13:46 karolherbst: mhh
13:46 karolherbst: that cvt should have gotten a u64
13:46 karolherbst: ohh
13:46 karolherbst: u64 to u64
13:46 karolherbst: we might not handle that quite well
13:47 karolherbst: pmoreau: ahh, your code :p
13:47 pmoreau: That could be lowered to a MOV. How does one end up with a cvt u64 to u64? oO
13:47 pmoreau: What, my code? :-D
13:48 karolherbst: well
13:48 karolherbst: no clue?
13:48 karolherbst: I just added those convert ops
13:48 karolherbst: and then it happen
13:49 karolherbst: okay, yeah
13:49 karolherbst: changing the op to MOV seems to work
13:49 karolherbst: will post a patch soon
13:50 pmoreau: I’m not sure I am following what you did. “I just added those convert ops” which ops, and where?

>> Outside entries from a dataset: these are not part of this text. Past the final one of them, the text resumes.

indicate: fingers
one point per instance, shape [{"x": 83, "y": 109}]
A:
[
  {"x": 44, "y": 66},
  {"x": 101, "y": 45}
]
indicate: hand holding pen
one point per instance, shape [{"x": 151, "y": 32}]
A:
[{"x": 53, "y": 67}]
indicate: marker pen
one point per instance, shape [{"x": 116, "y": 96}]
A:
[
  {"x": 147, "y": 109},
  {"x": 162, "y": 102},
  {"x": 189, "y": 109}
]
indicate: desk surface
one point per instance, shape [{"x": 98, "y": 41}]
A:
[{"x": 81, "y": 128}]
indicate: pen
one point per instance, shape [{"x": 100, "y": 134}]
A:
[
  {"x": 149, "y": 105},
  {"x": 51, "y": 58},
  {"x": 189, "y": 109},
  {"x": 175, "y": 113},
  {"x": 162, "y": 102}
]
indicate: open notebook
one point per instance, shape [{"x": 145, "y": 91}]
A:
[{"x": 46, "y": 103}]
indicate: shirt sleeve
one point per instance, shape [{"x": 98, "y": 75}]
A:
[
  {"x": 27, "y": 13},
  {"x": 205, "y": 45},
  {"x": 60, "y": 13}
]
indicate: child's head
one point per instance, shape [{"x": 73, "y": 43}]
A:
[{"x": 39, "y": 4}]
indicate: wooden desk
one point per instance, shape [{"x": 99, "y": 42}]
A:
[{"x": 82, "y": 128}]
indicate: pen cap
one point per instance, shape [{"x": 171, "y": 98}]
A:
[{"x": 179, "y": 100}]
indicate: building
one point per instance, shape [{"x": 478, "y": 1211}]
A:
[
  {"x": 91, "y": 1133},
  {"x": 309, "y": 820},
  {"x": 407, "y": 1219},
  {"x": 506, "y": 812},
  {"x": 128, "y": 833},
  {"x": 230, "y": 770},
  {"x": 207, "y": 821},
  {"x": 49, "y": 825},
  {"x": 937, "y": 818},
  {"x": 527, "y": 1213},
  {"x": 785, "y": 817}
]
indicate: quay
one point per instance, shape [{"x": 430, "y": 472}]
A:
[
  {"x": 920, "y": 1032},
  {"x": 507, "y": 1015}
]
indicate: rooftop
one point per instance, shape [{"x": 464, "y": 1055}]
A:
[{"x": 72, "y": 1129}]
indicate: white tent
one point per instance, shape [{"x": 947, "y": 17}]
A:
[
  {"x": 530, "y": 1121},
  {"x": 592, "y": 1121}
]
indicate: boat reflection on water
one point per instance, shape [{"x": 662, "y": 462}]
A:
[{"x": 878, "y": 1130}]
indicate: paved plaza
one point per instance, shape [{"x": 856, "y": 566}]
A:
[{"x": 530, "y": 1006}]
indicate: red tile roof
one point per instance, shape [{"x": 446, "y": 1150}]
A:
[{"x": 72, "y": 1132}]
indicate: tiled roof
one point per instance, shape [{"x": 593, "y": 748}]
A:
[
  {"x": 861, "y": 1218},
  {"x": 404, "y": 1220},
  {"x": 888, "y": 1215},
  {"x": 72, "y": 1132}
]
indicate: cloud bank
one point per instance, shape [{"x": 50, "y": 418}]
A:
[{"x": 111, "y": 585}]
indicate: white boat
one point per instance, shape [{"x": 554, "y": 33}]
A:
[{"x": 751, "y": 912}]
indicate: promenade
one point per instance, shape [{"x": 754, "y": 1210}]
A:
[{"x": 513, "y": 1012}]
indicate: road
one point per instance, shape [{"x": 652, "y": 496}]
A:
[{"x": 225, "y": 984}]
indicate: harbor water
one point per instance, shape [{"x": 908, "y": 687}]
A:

13:50 karolherbst: ptrToU and UToPtr
13:51 karolherbst: pmoreau: v
13:51 karolherbst: https://github.com/karolherbst/mesa/commit/6e48cff2e4581200ef862e816c53608925c260b0
13:54 pmoreau: Sounds about right. If the result type is not the same size as the input, it should properly zero extend or truncate.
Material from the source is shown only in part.